Prerequisites for Smartcard Redirection
Linux clients connecting to Linux agents
Anyware Linux Clients running on Ubuntu 22.04 support in-session smart card authentication when connecting to Linux Graphics agents and Linux Standard agents, provided that the system requirements listed in this topic are met.
In-session smart card authentication involves the use of smart cards after the user connects to their virtual desktops. Smartcards are used to log into the desktop operating systems or to access specific applications during desktop sessions.
Smart Card Dependencies
It is important to test your smart card in your deployment. Changes to smart card vendor applets and middleware software may cause smart cards to become ineffective in your deployment.
Anyware Agent
- Linux Graphics agent 25.03 or later
- Linux Standard agent 25.03 or later
Anyware Client
- Linux Client version 25.03 running on Ubuntu 22.04 or later.
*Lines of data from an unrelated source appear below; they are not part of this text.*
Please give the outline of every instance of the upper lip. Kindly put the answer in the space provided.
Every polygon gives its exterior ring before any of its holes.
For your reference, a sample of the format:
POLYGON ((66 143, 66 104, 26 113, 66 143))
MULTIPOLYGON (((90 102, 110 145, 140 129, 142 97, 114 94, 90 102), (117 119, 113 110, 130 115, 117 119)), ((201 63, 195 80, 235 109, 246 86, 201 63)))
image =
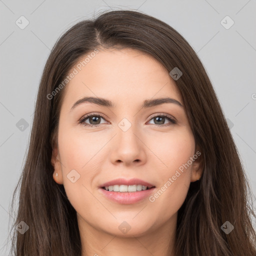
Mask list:
POLYGON ((114 185, 142 185, 142 186, 146 186, 148 188, 154 186, 152 184, 140 180, 139 178, 132 178, 131 180, 126 180, 124 178, 116 178, 116 180, 113 180, 110 182, 108 182, 104 183, 102 185, 100 185, 100 188, 104 186, 112 186, 114 185))

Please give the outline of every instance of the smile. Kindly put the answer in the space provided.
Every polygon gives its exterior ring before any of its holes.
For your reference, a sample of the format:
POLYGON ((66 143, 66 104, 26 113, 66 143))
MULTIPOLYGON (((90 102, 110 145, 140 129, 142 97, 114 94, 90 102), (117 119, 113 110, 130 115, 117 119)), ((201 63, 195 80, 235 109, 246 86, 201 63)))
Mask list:
POLYGON ((138 185, 114 185, 106 186, 102 188, 107 191, 114 191, 114 192, 136 192, 147 190, 153 188, 154 186, 147 186, 141 184, 138 185))

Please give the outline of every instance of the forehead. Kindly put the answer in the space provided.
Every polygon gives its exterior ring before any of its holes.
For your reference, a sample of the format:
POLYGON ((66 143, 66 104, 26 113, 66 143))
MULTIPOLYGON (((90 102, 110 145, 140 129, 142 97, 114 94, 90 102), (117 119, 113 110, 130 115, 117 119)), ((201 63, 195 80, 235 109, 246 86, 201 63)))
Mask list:
POLYGON ((130 48, 99 50, 84 62, 88 56, 90 52, 72 68, 76 74, 66 86, 64 97, 69 104, 84 96, 130 104, 168 96, 182 101, 168 70, 148 54, 130 48))

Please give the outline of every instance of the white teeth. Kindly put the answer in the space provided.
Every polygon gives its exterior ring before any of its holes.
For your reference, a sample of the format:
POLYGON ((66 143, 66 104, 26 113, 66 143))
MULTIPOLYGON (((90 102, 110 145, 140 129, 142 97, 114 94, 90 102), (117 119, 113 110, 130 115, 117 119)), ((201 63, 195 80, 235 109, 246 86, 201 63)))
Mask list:
POLYGON ((112 186, 105 186, 105 190, 108 191, 114 191, 114 192, 136 192, 146 190, 146 186, 142 185, 114 185, 112 186))

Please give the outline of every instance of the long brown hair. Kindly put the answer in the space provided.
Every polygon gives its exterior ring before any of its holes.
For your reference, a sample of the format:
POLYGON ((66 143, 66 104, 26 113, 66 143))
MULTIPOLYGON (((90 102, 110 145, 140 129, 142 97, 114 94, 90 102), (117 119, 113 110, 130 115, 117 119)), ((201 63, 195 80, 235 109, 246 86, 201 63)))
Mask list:
POLYGON ((174 254, 256 256, 249 183, 203 65, 176 30, 131 10, 105 12, 95 20, 77 23, 58 40, 50 54, 39 86, 26 162, 12 198, 13 208, 20 186, 12 252, 18 256, 81 255, 76 212, 63 185, 52 178, 50 161, 66 87, 52 99, 47 96, 81 57, 97 48, 118 46, 140 50, 168 72, 176 67, 182 72, 176 83, 202 152, 204 172, 199 181, 190 184, 178 210, 174 254), (16 228, 21 221, 29 226, 23 234, 16 228), (227 221, 234 226, 228 234, 222 228, 227 221))

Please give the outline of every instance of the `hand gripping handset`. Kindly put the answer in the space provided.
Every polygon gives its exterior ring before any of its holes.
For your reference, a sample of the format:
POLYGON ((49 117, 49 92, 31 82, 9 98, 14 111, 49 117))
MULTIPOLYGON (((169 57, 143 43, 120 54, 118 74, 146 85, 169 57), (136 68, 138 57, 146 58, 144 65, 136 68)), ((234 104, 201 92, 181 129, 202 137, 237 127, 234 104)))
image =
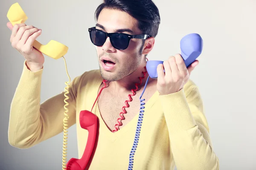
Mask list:
MULTIPOLYGON (((16 3, 12 5, 10 7, 7 13, 7 17, 12 24, 14 26, 16 24, 20 24, 24 23, 27 19, 28 17, 25 14, 23 10, 18 4, 16 3)), ((54 59, 58 59, 61 57, 63 57, 65 62, 66 71, 67 74, 69 79, 68 82, 65 82, 65 84, 67 86, 65 88, 65 93, 64 96, 66 97, 64 99, 64 102, 66 104, 64 105, 64 108, 65 111, 64 112, 65 117, 63 119, 64 123, 64 137, 63 137, 63 146, 62 153, 62 170, 64 170, 66 167, 66 157, 67 156, 66 150, 67 138, 67 129, 68 124, 67 120, 68 119, 68 115, 67 113, 68 112, 68 109, 66 108, 69 104, 67 101, 69 99, 67 94, 69 93, 68 88, 69 88, 69 83, 70 82, 70 78, 67 72, 66 60, 64 57, 64 55, 67 54, 68 50, 68 48, 56 41, 51 40, 47 45, 43 45, 39 42, 36 40, 35 40, 33 43, 34 48, 41 51, 42 53, 54 59)))
POLYGON ((71 158, 67 164, 67 170, 84 170, 94 148, 97 135, 97 117, 88 110, 82 110, 80 113, 79 121, 81 128, 88 131, 87 143, 81 159, 71 158))
MULTIPOLYGON (((16 24, 24 23, 28 19, 18 3, 11 6, 7 13, 7 18, 13 26, 16 24)), ((53 40, 50 40, 47 45, 44 45, 36 40, 34 41, 33 46, 42 53, 54 59, 58 59, 67 52, 68 47, 53 40)))
MULTIPOLYGON (((194 62, 197 58, 201 54, 203 48, 203 40, 197 34, 190 34, 184 37, 180 40, 181 55, 184 60, 186 66, 188 67, 194 62)), ((148 77, 144 89, 142 91, 140 99, 140 108, 138 119, 137 128, 134 141, 129 155, 128 170, 132 170, 134 165, 134 157, 141 133, 141 126, 144 116, 143 110, 145 107, 143 106, 145 103, 143 102, 145 99, 142 99, 143 93, 145 90, 149 78, 157 79, 157 67, 160 64, 163 64, 163 61, 158 60, 150 60, 147 62, 146 68, 149 76, 148 77)))
MULTIPOLYGON (((199 56, 203 49, 203 40, 198 34, 190 34, 184 37, 180 40, 181 55, 186 66, 188 67, 199 56)), ((157 79, 157 68, 163 61, 149 60, 147 62, 146 67, 149 76, 157 79)))

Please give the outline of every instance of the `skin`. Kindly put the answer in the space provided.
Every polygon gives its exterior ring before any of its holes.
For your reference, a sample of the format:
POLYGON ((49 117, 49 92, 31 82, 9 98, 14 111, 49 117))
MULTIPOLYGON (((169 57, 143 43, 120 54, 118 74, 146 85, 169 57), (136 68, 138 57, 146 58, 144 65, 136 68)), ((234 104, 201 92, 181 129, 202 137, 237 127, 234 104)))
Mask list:
MULTIPOLYGON (((140 34, 143 32, 138 28, 137 20, 127 13, 118 10, 105 8, 102 11, 97 20, 96 28, 108 33, 116 32, 118 29, 129 29, 130 31, 118 31, 130 34, 140 34)), ((140 82, 138 77, 143 76, 146 62, 145 55, 152 49, 154 38, 151 37, 143 44, 142 40, 131 39, 129 46, 124 50, 114 48, 108 37, 102 46, 96 46, 99 61, 103 56, 110 58, 115 63, 111 71, 105 71, 101 63, 99 69, 105 79, 111 81, 109 87, 113 87, 120 92, 130 92, 134 83, 140 82)), ((146 77, 148 76, 147 74, 146 77)), ((143 84, 146 79, 144 79, 143 84)))
MULTIPOLYGON (((132 34, 143 34, 137 25, 137 20, 125 12, 105 8, 99 15, 96 28, 108 33, 115 32, 119 29, 129 29, 132 32, 119 32, 132 34)), ((105 55, 116 63, 114 69, 111 71, 105 71, 99 64, 102 77, 112 81, 109 87, 112 87, 115 91, 120 92, 128 92, 134 88, 134 83, 138 82, 138 77, 142 76, 143 71, 145 71, 144 68, 146 62, 145 55, 151 51, 154 43, 154 37, 146 40, 144 45, 141 40, 131 39, 128 47, 121 51, 114 48, 108 37, 103 46, 96 47, 99 61, 101 57, 105 55)), ((159 65, 157 70, 158 78, 157 88, 160 95, 171 94, 182 89, 198 63, 198 61, 196 60, 187 68, 180 55, 177 54, 171 56, 163 64, 159 65)), ((146 77, 147 76, 148 74, 146 77)), ((145 85, 145 80, 146 79, 143 80, 142 86, 145 85)), ((151 80, 148 85, 154 81, 151 80)))
MULTIPOLYGON (((141 34, 143 33, 137 25, 137 20, 128 14, 105 8, 99 14, 96 28, 109 33, 126 29, 130 31, 125 30, 119 32, 141 34)), ((12 31, 10 38, 12 45, 26 59, 28 68, 34 72, 42 69, 44 62, 44 56, 32 45, 34 41, 41 34, 41 30, 24 23, 13 26, 8 22, 7 26, 12 31)), ((138 78, 143 76, 143 71, 145 71, 145 55, 151 51, 154 42, 154 38, 150 37, 143 44, 142 40, 133 39, 127 49, 118 50, 112 46, 108 37, 103 45, 96 46, 101 74, 103 78, 110 82, 109 88, 120 92, 128 92, 134 88, 134 83, 139 82, 138 78), (103 69, 99 62, 102 56, 110 57, 116 63, 113 70, 107 71, 103 69)), ((198 61, 196 60, 187 68, 180 54, 171 56, 163 64, 158 65, 158 78, 157 80, 150 79, 148 85, 151 82, 155 85, 154 83, 157 81, 157 89, 162 95, 177 92, 189 80, 192 71, 198 63, 198 61), (164 69, 165 73, 163 72, 164 69)), ((148 76, 146 74, 146 77, 148 76)), ((141 86, 144 85, 146 79, 143 80, 141 86)))

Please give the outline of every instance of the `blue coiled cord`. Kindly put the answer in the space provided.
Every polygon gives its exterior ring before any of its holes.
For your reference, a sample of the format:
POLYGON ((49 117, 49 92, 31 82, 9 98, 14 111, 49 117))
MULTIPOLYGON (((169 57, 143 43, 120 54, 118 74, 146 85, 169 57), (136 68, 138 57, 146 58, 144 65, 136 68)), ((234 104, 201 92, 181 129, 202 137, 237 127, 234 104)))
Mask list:
POLYGON ((131 153, 130 153, 130 158, 129 161, 129 167, 128 168, 128 170, 132 170, 132 168, 133 167, 133 163, 134 163, 134 155, 135 153, 135 151, 136 150, 136 148, 137 148, 137 146, 138 146, 138 143, 139 143, 139 138, 140 138, 140 129, 141 128, 141 126, 142 124, 142 121, 143 120, 143 116, 144 114, 144 110, 143 109, 144 109, 145 107, 143 105, 145 104, 145 103, 143 102, 145 100, 145 99, 141 99, 142 97, 142 96, 143 96, 143 94, 144 94, 144 91, 146 89, 146 87, 147 86, 147 84, 148 84, 148 79, 149 79, 149 76, 148 77, 147 79, 147 81, 146 82, 146 83, 145 84, 145 86, 144 86, 144 89, 143 89, 143 91, 140 95, 140 114, 139 115, 139 118, 138 119, 138 123, 137 124, 137 128, 136 129, 136 133, 135 133, 135 137, 134 138, 134 142, 133 145, 132 146, 132 148, 131 148, 131 153))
Smart Card Certificate Requirements
The smart card certificate prerequisites are as follows:
-
Key usage is set to digital signature
-
The Subject common name and subject alternative name (other name) are defined
-
Enhanced key usage must include client authentication and/or smart card logon
-
Key length does not exceed 2048 bit
Smart Card Readers
The following smart card readers have been tested:
-
Belkin USB Smart Card Reader (F1DN008U)
-
Identiv SCR3310 USB Contact Smart Card Reader
Tested Smart Card Models
The following smart card models have been tested:
| Product Name | Type of Card | Notes |
|---|---|---|
| Gemalto TOP DL V2.1 144K FIPS | CAC | |
| IDEMIA Cosmo v8.0 | Alternate token | |
| IDEMIA ID-one 125 V8.0D | CAC | |
| G+D Sm@rtCafe Expert v7.0 | CAC | |
| G+D Sm@rtCafe Expert v7.0 144K DI | CAC | |
| PIVkey C910 | PIV | |
| PIVkey C980 | PIV | |
| PIVkey C990 | PIV | |
| Yubikey 5C | Using PIV interface. | |
| Yubikey 5NFC | Using PIV interface. | |
| Smart card verified and tested in customer environment | CoolKey applet | For accessing SIPRNet |
Note: Testing Smart Card Solutions
Solutions must be validated in user environments before selecting a solution, as environmental differences including network conditions or other components may impact support.
Notes
-
Smart Card authentication in enabled by modifying the
pcoip.enable_smart_carddirective on the Linux agent. -
At present, only simultaneous configuration of a single card and single reader is supported.
-
Smartcard authentication is only supported on Ubuntu 22.04 clients connecting to Linux agents. It is not supported while connecting from Zero Clients to Linux agents.
-
If available, configure the Linux Desktop Environment to use smart cards for lock screen authentication.
Known Limitations
-
Elliptic Curve Cryptography (ECC) Certificates are not supported.
-
Concurrent users cannot log on to agent machines using the same smart card for authentication.
-
Smart cards having multiple certificates allow only one user to log on at a time. Others users must wait until the current users logs off before attempting to log on.
-
Single sign on is not supported. Users must authenticate twice: once on the client and again on the host machine's lock screen.
-
If available, configure the Linux Desktop Environment to use smart cards for lock screen authentication.
-
Session locking upon smart card removal is not supported.
-
Session disconnection on smart card removal might not work as expected.
-
If PCoIP sessions on RHEL agent machines fail, disable SELINUX and re-establish a PCoIP session. If this does not work, contact the HP Support team.
-
If PIN prompts do not work on Linux Desktop Environments of RHEL agent machines, use the password to unlock the desktop. Smartcards will be remoted and available to be used in session.
Client Setup
Note: Agent Setup is Required
To enable authentication using smart cards, configuration is required on agent machines. For more information, see "Enabling Smart Card Authentication Using Linux Clients" in the Linux agent guide.
-
Make sure that you downloaded Anyware Linux Client version 25.03 or later on the Ubuntu 22.04 client machine.
-
Configure the client machine to connect to the agent machine. Follow the instructions in the topic Connecting to an Agent Machine.
-
Plug the smart card reader into the client machine.
-
Start a PCoIP session. For a full set of instructions on using smart cards, consult Using Smart Card Authentication to Connect to a Session.